Where things get muddled are when stadiums get sold as economic development and LRT gets sold as a cost-efficient mobility solution or congestion reliever. That's deceptive advertising. Better to call them the splurge amenities they are, and then let voters make an informed choice on whether to spend their tax dollars on them or not.
>>Better to call them the splurge amenities they are, and then let voters make an informed choice on whether to spend their tax dollars on them or not.
I don't think it is as cut and dried as you think. Even you support the Main Street line and the western portions of the expanded light rail, as well as some commuter rail lines. Presumably this is because they are receiving federal funding, but then so do highways. As Christof has shown rail often gets the short end of the stick when it comes to funding.
I don't think that saying we are going to put down some railroad track and run a train on it sounds like an exceptional extravagance or something that a priori we should know is the wrong solution to adding transportation capacity. Rather, it sounds like a perfectly reasonable thing to do - using existing technologies at a much more minimal expense than some other solutions like subway or elevated rail - this is your "low cost" option to people like me. To the extent that an at-grade rail system does cost more than building an additional lane of roadway capacity, I wonder how much of that cost is due to the bureaucratic mess and red tape that we require of each rail project. How many times to we have to fly all of our local elected officials / Metro to DC to get funding for a line? How many studies do we have to complete? How many alternate routes need to be evaluated? Why is none of this required for most roadway expansion projects? And then at the end of the day, if you do not have rail, how much cost are you shifting to your end users, who must purchase and maintain cars? How much of the cost are you shifting onto the environment? Are you really saving anyone any money at the end of the day? I don't think so.

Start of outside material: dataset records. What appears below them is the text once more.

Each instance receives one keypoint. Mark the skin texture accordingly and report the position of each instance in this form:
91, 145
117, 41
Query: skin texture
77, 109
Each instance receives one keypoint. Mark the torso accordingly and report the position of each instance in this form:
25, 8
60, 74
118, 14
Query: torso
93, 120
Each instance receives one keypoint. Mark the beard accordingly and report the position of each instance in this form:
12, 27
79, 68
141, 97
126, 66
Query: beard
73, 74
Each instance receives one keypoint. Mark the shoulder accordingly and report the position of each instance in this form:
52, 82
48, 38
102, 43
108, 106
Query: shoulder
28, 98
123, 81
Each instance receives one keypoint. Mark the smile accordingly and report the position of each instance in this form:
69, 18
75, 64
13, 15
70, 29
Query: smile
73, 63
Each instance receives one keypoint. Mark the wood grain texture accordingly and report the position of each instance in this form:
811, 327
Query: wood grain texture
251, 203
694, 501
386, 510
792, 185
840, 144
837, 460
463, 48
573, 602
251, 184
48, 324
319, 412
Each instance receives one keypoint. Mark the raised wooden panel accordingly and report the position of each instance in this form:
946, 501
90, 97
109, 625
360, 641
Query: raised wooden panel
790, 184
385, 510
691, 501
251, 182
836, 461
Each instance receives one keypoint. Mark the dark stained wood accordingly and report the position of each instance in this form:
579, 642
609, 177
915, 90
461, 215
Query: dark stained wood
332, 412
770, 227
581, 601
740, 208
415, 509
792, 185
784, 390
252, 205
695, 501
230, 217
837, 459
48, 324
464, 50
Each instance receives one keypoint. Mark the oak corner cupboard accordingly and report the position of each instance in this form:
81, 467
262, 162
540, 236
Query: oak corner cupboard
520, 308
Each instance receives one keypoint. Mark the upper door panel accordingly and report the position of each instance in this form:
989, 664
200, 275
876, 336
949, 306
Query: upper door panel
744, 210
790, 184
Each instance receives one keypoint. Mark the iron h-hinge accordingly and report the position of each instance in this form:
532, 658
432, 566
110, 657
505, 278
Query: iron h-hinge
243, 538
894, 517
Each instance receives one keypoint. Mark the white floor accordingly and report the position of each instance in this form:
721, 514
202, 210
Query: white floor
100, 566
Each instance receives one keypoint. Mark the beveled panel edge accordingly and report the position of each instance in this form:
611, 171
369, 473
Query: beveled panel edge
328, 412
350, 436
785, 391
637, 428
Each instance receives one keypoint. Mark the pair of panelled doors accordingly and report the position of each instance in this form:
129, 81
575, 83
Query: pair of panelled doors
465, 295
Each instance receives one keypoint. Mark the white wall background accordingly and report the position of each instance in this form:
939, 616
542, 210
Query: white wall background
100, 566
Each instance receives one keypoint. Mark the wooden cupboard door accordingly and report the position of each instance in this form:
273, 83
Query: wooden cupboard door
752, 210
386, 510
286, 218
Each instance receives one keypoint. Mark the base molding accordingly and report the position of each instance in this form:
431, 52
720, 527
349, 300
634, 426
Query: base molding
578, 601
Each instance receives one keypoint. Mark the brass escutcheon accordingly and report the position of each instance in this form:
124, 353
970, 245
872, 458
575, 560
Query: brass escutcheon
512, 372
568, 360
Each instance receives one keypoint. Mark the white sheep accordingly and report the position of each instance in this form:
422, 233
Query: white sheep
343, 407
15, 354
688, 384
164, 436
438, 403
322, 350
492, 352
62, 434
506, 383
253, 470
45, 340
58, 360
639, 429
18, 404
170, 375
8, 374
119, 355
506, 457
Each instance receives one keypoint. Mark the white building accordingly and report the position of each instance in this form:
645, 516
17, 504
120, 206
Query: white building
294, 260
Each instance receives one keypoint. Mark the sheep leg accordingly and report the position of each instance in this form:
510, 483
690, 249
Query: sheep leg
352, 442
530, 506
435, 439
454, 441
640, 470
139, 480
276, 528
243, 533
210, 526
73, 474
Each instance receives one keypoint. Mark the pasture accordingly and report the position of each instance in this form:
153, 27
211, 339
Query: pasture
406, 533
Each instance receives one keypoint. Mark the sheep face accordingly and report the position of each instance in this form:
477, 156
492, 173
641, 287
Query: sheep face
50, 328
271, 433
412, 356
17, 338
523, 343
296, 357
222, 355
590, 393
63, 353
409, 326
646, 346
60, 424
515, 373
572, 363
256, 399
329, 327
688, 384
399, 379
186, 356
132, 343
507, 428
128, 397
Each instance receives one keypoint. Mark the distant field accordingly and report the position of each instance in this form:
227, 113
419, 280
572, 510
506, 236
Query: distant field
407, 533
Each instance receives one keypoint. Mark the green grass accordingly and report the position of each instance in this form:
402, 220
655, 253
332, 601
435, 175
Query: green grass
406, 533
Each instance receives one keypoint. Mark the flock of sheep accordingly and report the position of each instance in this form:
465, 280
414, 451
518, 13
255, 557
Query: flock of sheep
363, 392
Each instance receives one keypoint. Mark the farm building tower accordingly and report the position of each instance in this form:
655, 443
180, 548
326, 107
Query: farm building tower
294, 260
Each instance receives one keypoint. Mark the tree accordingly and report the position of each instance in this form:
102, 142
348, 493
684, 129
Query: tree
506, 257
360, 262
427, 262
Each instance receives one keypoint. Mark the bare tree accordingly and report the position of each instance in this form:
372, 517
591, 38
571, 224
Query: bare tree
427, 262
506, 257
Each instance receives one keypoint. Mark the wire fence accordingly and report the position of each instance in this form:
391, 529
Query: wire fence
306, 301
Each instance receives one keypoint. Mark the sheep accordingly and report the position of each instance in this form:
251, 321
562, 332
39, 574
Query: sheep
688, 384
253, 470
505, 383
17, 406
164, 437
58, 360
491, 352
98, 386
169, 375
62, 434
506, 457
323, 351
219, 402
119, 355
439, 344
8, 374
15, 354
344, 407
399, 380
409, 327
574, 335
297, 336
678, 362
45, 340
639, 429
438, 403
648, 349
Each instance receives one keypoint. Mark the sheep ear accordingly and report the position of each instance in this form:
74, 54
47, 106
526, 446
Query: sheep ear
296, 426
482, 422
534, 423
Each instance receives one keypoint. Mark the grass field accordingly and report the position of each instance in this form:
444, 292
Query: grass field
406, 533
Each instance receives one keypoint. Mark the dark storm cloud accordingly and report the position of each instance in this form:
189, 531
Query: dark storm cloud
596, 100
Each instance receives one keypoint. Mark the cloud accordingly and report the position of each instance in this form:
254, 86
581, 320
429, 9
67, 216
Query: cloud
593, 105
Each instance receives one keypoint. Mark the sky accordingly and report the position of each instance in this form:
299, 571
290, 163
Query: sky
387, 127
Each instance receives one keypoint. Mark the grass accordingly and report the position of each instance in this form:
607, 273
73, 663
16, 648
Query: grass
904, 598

I don't think more rail is an optional thing for a city the size and density of Houston - a "medium capacity" transit option like light rail is a requirement. Subway, at this point, may be an optional investment.
What about LRT vs. BRT?
I think BRT is a reasonable investment as well. That seems to be what metro is trying to provide with the Quickline service. As we have seen, getting one of those lines running is not trivial either.
However, a nice BRT line with its own ROW, decent stops, and vehicles seems like it costs on par with an LRT line (maybe less cap ex but higher op ex), and people still prefer the experience of LRT. The Quickline may be much cheaper, but it is not going to provide the level of service that Houston's LRT does. Still - what Metro is doing makes sense to me - add the BRT in places that they see as future LRT corridors like Bellaire, Westheimer, Gessner, etc, and see if the ridership justifies investment in conversion to LRT.
I seem to agree more with Michael here. Tory how well do you think our LRT system will be perfoming, oh say, 3 years after its opening (assuming it all opens at once like planned)?
It seems in Houston's case, our LRT serves both the inner loop and outside of the loop (through park&ride) pretty well if I am interpreting the map of our future system by Christof correctly.
Our current LRT line is performing very well relative to other LRT lines in the country - although it is still hard to justify the cost-benefit on a pure transportation basis (vs. the buses already on that route, or vs. BRT). I don't think the new lines will do nearly as well. The Universities line will probably do the best, and still will likely be far less used than the Main line. They will have riders - the problem will be if you look at the full cost for each of those riders vs. what you would have paid to move them by bus.